South Korea’s financial regulator will move forward with limits on ownership stakes held by major shareholders in crypto exchanges. The Financial Services Commission (FSC) is reviewing a cap of between 15% and 20% for shareholders, as confirmed by its chairman, Lee Eog-weon, during an official conference in Seoul.
The measure is part of the Digital Asset Basic Act, considered the second phase of the country’s virtual asset regulation. The bill aims to establish a comprehensive legal framework covering exchanges, service providers, and users, going beyond the current focus on AML and investor protection.

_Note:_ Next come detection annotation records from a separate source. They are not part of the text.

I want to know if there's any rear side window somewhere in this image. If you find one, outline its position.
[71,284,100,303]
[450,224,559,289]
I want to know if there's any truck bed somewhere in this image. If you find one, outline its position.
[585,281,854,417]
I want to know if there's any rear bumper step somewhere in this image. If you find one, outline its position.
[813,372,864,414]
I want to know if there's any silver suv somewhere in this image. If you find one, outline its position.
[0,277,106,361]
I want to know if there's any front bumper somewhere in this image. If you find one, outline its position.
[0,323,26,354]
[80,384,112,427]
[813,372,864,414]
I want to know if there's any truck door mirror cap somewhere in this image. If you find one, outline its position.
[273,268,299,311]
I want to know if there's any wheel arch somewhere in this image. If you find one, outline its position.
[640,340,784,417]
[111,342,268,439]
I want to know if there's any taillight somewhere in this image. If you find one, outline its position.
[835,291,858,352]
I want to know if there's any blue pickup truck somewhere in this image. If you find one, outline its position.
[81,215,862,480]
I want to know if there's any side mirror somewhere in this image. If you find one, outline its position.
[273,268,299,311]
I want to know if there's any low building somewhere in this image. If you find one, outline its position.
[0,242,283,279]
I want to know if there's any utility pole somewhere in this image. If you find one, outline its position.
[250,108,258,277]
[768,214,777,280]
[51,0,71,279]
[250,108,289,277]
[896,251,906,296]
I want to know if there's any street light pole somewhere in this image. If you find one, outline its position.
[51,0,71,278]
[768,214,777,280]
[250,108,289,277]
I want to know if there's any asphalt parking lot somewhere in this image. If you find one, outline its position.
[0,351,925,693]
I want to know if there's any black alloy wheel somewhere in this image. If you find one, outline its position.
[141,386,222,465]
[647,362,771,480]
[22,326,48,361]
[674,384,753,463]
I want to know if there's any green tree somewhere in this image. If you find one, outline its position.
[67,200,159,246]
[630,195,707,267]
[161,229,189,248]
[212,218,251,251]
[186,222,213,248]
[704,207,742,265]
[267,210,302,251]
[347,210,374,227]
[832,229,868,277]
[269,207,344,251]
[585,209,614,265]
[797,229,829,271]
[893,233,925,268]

How the New Regulations Would Work
The new regulatory framework introduces a structural change to the operating status of exchanges. The current system operates under a notification regime that requires renewal every three years. The proposed law introduces a formal authorization model that would grant platforms permanent operating approval. According to the FSC, this shift requires governance rules aligned with the role exchanges play within the financial system.
Lee Eog-weon stated that under the new framework, exchanges would be treated as core infrastructure for the digital asset market. In that context, high ownership concentration increases the risk of conflicts of interest and undermines market integrity. The FSC noted that securities exchanges and alternative trading systems already operate under similar ownership limits, making it possible to apply equivalent treatment to crypto platforms.
Exchange Shareholders in Korea Could Be Forced to Sell
The proposal triggered immediate resistance within Korea’s crypto market. The council representing major domestic exchanges, including Upbit, Bithumb, and Coinone, warned that the ownership cap could disrupt existing corporate structures. At Dunamu, the company that operates Upbit, chairman Song Chi-hyung and related parties control more than 28% of the company’s shares. At Coinone, its founder holds a stake of around 53%. If the rule is enacted, both cases would require forced share sales.
Korea’s ruling party also raised objections. Several lawmakers argued that ownership caps are not widely adopted globally and could create regulatory misalignment with other markets.
Despite the criticism, Korean regulators reaffirmed that they will continue with the legislative process. The FSC remains in talks with the National Assembly and other ministries to define the scope and implementation timeline. The bill includes other provisions that are already agreed upon, such as a minimum capital requirement of 5 billion won, equivalent to $3.7 million, for stablecoin issuers. The final text must pass committee review and a parliamentary vote before becoming law.